The outcome of this impact (the hypothetical impact of the LVR restriction) is shown in the chart by the marginal sales reduction in red across those price ranges.

That 23% fall in sales across those lower priced properties segment leads to an overall 10% fall in total sales to 4,567. The median price, though, went up by 8% to $431,000 and the average price went up by just 4% to $528,000.

This model is designed to demonstrate that what we could be experiencing is two components of the property market working in complete isolation.

The majority of the property market is plodding on unaffected, with no change in year-on-year sales volumes and not experiencing any price appreciation. In those sectors directly affected by the LVR restriction the sales volumes have dropped by 23% but equally with no price change amongst those sales. The net effect, though, is that the signal being sent out to the market through the median sales price is that property prices overall are rising in an inflationary manner.

A classic situation where aggregated statistics belies the true situation.  

Former CEO Alistair Helm is founder of Properazzi.


Comments and questions

A most sensible summary.
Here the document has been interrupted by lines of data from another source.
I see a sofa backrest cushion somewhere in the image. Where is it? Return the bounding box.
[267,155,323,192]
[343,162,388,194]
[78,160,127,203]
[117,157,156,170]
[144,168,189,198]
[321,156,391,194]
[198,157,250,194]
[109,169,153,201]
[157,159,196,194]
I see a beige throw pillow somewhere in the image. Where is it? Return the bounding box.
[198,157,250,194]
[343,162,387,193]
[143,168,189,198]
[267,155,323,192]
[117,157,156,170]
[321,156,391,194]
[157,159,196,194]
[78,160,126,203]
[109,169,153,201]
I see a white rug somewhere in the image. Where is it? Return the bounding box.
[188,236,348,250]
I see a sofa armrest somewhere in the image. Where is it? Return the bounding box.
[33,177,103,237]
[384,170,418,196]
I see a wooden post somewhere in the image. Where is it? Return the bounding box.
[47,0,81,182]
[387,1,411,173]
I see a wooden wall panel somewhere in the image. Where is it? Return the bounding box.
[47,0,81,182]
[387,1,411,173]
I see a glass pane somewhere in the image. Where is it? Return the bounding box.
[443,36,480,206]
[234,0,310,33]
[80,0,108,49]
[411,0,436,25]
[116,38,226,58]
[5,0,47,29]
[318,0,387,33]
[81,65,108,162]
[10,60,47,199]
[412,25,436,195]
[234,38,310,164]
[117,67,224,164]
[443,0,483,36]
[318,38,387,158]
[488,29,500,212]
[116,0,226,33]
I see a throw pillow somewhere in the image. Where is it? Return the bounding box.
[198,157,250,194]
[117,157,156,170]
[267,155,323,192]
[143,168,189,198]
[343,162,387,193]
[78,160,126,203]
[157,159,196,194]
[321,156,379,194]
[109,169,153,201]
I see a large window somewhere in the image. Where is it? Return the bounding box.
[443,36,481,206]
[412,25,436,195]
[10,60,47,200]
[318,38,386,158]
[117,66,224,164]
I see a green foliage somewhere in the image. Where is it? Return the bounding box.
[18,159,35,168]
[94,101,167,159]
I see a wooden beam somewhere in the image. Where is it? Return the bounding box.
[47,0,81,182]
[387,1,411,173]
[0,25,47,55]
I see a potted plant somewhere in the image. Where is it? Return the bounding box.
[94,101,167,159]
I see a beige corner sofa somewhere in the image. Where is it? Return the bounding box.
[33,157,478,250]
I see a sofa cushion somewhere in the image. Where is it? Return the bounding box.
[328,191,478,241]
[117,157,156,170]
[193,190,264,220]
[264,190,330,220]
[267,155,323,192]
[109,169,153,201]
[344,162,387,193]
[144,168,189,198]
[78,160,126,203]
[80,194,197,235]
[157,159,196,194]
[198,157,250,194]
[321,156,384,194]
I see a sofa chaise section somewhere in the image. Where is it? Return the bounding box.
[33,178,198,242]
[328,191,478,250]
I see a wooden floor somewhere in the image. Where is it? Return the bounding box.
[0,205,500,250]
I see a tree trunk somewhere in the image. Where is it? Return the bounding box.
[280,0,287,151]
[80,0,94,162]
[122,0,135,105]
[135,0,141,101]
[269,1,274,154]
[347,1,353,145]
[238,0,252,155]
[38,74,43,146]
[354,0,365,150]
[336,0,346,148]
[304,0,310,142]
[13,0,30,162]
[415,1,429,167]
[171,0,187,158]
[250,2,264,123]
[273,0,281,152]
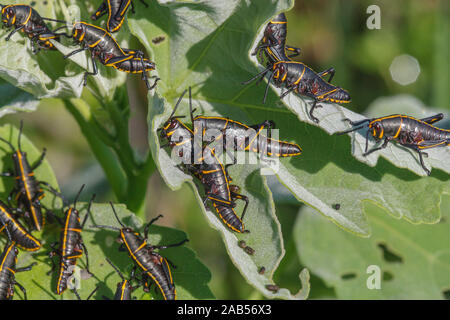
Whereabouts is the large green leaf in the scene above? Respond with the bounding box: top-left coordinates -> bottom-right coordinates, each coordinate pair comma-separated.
294,196 -> 450,299
0,0 -> 128,100
129,1 -> 449,242
129,1 -> 309,299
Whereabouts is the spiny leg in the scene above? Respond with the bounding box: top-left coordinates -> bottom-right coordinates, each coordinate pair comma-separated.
363,137 -> 392,157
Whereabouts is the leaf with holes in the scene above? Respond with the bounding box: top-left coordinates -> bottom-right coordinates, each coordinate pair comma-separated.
294,196 -> 450,300
129,1 -> 450,245
0,0 -> 83,98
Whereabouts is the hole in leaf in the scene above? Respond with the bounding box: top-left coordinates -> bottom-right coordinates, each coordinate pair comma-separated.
341,272 -> 356,280
442,289 -> 450,300
383,271 -> 394,281
378,243 -> 403,263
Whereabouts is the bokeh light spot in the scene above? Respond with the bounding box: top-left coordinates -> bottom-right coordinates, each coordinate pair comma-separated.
389,54 -> 420,86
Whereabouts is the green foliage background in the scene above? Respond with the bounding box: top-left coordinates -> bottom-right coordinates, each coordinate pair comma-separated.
0,0 -> 450,299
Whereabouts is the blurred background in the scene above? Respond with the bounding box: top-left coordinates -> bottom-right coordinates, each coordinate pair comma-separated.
0,0 -> 450,299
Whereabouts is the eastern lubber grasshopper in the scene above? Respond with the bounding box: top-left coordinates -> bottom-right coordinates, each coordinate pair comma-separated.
59,22 -> 159,90
158,90 -> 249,232
94,203 -> 189,300
242,61 -> 351,123
0,121 -> 59,231
0,200 -> 41,251
106,258 -> 139,300
48,185 -> 95,295
0,4 -> 65,53
91,0 -> 148,32
252,13 -> 301,64
0,220 -> 36,300
189,88 -> 302,157
337,113 -> 450,175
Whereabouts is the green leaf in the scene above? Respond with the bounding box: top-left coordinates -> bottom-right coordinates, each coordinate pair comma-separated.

The "sky is falling" statistics we keep getting quoted about house prices are more a reflection of what is getting sold rather than a valuation of a representative cross section of the NZ housing stock. I recall that about 10-12 years ago, the median house price in Auckland was actually the same as that in Napier - the Auckland figures being massively skewed by the number of shoe-box apartment sales happening at the time. Today, the market reflects the sale of lots of new builds (with their expensive double glazing and other high spec features that did not exist 40+ years ago) while the old 1970's bungalows (with poor spec's) are being retained as rentals. Isn't it time for some real analysis of the "problem". This article is a good start. Thanks.

This is a hot issue these days, i m reading alot of paper news about this issue of rising prices in properties in particular areas and people demand for an action by the government last year but nothing being done so far for the rectification. Is it government that behind all these issues and they wont let it solve that easily or is there something else that needs to be discover to get it resolved? The question is still unanswered.
al reem island apartments

Good work Alistair!!! At last a thoughtful contribution on this subject and a sensible effort to figure out what is going on. Only when you understand how the shape of the distribution of prices over time is changing, can you understand the impact of policy and purchaser behaviour. Only then can you adjust policy for the best effect.This might be called evidence based policy formation ...
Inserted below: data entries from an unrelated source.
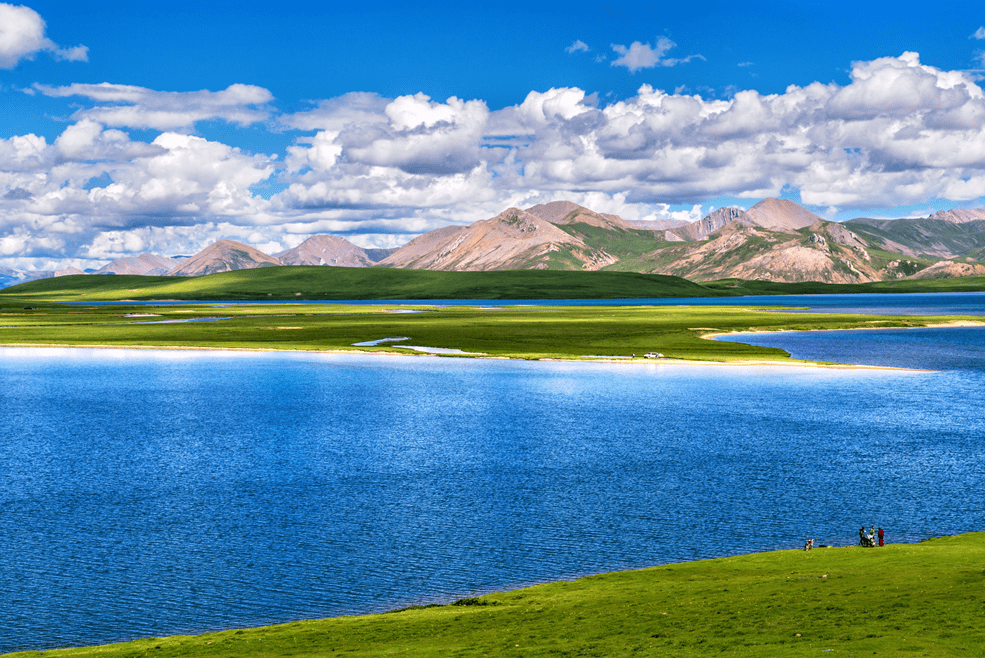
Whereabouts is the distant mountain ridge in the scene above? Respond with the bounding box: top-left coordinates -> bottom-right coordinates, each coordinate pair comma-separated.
0,198 -> 985,286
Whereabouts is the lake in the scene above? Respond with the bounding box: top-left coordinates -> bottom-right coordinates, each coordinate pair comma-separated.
0,294 -> 985,652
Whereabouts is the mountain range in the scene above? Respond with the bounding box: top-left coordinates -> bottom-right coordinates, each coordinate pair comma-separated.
0,198 -> 985,286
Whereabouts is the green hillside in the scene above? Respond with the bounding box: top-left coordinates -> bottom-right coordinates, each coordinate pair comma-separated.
12,533 -> 985,658
0,266 -> 722,300
0,266 -> 985,301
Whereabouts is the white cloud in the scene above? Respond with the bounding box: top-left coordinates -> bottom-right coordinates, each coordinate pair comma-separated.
611,37 -> 704,73
0,49 -> 985,262
564,39 -> 591,55
0,3 -> 89,69
34,82 -> 274,130
280,92 -> 390,132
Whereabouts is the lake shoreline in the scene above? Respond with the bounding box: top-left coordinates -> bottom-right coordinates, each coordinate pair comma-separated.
0,340 -> 932,372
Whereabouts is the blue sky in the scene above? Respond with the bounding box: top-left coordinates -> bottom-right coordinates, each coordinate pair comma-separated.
0,1 -> 985,269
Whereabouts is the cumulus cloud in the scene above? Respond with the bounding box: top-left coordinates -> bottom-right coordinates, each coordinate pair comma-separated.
0,3 -> 89,69
564,39 -> 591,55
280,91 -> 390,132
611,37 -> 704,73
34,82 -> 274,130
0,49 -> 985,268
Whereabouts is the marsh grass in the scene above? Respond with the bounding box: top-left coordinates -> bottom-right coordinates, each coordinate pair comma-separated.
0,297 -> 974,362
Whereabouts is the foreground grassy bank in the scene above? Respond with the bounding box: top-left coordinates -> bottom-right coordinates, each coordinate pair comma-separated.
0,266 -> 985,301
12,533 -> 985,658
0,298 -> 981,362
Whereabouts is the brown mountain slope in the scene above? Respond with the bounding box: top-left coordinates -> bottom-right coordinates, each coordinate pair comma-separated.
632,221 -> 883,283
742,197 -> 823,233
94,254 -> 184,276
667,206 -> 745,242
928,208 -> 985,224
274,235 -> 374,267
380,204 -> 616,271
168,240 -> 281,276
527,201 -> 637,230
The median like the average is a measure of the central point of a distribution. The median is more resistant to distortion from outlier prices than the average is. The result is that where there are a larger number of lower value properties than higher value properties, the average will be more volatile than the median, but the median will be affected as well. More statistical analysis allows a more boring but better understanding. Although it doesn't make for sexy headlines or sound bites, meaningful statements in this space require understanding a little more about statistics and choosing appropriate policy settings require more than hysteria, knee jerk reactions, and political point scoring.
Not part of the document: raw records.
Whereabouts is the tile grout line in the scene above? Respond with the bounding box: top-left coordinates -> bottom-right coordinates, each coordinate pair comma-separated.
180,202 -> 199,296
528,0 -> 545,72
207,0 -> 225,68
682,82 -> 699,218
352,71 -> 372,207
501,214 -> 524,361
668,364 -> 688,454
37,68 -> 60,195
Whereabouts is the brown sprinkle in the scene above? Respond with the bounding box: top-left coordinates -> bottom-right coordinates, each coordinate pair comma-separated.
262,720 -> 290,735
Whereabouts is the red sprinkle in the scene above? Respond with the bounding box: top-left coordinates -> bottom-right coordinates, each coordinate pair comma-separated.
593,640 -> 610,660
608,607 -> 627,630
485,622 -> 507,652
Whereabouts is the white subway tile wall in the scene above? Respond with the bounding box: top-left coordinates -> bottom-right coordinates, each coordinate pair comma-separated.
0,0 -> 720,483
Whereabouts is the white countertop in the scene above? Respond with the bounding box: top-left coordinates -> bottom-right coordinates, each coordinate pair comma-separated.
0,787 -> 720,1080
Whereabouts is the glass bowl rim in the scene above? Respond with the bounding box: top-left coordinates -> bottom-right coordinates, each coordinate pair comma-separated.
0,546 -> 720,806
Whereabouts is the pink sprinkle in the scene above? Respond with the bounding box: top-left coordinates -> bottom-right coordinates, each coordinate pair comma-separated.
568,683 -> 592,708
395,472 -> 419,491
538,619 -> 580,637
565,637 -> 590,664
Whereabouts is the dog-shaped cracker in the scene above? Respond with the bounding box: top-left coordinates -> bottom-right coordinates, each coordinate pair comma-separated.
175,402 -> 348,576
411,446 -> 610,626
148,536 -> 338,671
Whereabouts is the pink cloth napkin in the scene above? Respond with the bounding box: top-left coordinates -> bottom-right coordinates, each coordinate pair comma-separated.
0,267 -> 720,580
The problem with QVRP and their stats etc is that it is peopled by Valuers who thought that with their higher intellectual platform they could provide all sorts of interesting data and analysis on the marketplace and make money out of it because other scources were defficient and they alone understood the market better.They are slowly realising that the property market is transaction driven irrespective of the worth of their analysis and thats a blindspot for them and by drilling deeper they actually become further divorced from the marketplace.What they havent been able to do is understand the drivers and they never will because they are analysers of past events.They are in many cases producing things that buyers and sellers dont need or want so they wont make money that way.